Alex, I’m happy to share my messy, custom and hardcoded bash scripts for starting k8s using kops and for building and starting scanner service in that cluster.

WRT to kops, as a k8s newbie, I tried several things to get a cluster up with scanner:

  1. The AWS/Heptio quickstart https://aws.amazon.com/quickstart/architecture/heptio-kubernetes/
  2. The new Amazon Elastic Container Service for Kubernetes (Amazon EKS) https://aws.amazon.com/eks/
  3. A local cluster using minikube
  4. Kops

In the end, kops was the best for what I was trying to do. It gave better transparency and control in starting up clusters and was simpler to use than the AWS alternatives. I could start up and delete clusters pretty easily with an understandable bash script. Main limitation was that it was mostly command line driven rather config file driven. There has been some work on a config file approach for kops but I couldn’t get it to work. It also has an option to specify the VPC on startup that didn’t seem to work. I am also not sure how well it would scale to more complex clusters.

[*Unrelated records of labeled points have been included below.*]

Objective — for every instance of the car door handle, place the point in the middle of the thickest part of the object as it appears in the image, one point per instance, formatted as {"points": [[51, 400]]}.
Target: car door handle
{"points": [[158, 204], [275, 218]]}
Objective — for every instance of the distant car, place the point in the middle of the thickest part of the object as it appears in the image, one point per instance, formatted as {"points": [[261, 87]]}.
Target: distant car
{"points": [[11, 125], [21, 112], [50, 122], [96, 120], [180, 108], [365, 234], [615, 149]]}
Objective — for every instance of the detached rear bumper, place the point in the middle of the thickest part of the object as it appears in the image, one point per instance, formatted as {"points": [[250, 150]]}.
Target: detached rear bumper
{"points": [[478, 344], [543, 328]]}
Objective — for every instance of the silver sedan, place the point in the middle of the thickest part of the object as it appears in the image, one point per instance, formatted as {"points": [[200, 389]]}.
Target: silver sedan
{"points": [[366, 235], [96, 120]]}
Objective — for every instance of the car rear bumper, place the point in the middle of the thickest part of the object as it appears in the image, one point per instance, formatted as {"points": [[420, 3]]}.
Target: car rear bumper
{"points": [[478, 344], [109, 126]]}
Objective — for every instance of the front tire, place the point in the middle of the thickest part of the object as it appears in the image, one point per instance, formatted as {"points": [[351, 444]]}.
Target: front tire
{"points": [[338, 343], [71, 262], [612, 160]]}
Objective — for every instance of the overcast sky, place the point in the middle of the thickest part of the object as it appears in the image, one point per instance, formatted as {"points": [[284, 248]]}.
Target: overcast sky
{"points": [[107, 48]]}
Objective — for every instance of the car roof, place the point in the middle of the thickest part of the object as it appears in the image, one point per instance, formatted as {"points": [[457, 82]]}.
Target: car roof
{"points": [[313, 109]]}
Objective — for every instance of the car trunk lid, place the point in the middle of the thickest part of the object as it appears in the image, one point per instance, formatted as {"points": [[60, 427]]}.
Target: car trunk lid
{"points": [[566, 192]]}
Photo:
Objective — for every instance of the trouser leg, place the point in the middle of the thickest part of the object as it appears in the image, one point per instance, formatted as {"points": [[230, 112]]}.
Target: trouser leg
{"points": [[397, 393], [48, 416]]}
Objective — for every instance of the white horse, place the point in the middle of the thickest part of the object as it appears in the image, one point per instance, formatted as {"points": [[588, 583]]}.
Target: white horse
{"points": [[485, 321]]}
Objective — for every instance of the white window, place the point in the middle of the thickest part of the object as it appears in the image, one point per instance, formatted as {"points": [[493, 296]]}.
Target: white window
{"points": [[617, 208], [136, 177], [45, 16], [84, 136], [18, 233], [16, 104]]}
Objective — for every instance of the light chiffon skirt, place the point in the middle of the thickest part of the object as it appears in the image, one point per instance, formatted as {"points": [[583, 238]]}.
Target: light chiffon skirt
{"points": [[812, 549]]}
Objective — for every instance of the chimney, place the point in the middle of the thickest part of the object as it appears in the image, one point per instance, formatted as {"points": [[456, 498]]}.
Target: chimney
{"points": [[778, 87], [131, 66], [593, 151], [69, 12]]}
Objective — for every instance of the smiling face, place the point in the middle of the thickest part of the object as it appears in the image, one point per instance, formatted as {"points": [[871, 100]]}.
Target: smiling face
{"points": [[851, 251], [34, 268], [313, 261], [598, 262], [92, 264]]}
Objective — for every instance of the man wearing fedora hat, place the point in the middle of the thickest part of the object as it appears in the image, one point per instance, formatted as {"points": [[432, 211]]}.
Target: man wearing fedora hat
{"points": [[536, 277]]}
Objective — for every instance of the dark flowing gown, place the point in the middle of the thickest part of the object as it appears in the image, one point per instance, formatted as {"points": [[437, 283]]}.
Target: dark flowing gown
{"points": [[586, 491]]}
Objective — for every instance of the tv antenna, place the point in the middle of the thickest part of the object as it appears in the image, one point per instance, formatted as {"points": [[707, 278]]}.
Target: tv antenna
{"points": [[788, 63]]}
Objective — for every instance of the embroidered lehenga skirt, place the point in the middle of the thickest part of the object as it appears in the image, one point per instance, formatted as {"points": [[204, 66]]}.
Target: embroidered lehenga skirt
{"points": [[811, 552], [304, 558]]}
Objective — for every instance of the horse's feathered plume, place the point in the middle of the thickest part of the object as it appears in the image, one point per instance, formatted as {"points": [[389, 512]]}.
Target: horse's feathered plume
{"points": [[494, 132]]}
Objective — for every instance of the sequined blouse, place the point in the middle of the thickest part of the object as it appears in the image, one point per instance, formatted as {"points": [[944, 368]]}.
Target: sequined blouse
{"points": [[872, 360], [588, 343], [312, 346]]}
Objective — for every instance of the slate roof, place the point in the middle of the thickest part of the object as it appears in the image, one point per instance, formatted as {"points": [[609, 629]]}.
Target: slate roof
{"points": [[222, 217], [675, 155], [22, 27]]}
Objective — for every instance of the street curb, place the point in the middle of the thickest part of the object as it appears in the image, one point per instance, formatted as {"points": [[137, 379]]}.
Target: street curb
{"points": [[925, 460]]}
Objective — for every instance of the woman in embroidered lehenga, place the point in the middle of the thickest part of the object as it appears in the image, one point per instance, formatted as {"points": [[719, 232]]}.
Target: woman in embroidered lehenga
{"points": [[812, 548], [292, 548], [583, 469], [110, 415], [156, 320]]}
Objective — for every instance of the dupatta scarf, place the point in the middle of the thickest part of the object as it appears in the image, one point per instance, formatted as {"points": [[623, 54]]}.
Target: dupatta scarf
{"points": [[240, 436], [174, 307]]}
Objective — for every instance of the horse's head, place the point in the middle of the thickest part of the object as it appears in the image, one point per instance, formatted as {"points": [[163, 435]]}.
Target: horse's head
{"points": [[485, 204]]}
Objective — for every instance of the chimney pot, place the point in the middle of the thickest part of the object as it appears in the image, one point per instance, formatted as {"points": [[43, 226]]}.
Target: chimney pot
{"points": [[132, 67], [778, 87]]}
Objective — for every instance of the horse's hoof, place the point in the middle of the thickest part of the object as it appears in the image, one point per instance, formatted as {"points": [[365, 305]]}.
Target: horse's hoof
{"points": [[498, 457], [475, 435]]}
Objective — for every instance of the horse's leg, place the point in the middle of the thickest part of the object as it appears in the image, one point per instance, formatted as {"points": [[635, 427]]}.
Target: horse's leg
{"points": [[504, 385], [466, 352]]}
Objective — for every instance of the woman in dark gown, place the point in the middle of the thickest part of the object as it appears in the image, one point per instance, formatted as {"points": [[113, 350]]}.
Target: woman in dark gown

For the others, the Heptio cluster didn’t give a lot of transparency – you can get in and tune the cloudformation files but that was more complicated than I wanted for simple clusters. I got a cluster running with simple service but never got scanner running before I abandoned for kops.

When EKS launched, I expected to shift to that but it took me down a rathole of IAM permissions and I gave up and went back to kops.

Minikube was fine but was local and I really didn’t need a local cluster.

jblakley commented 6 years ago

BTW, I also needed to make a change in the k8s example.py in scanner. That example uses ExternalIP. In AWS, I need to use InternalIP when finding the Master IP.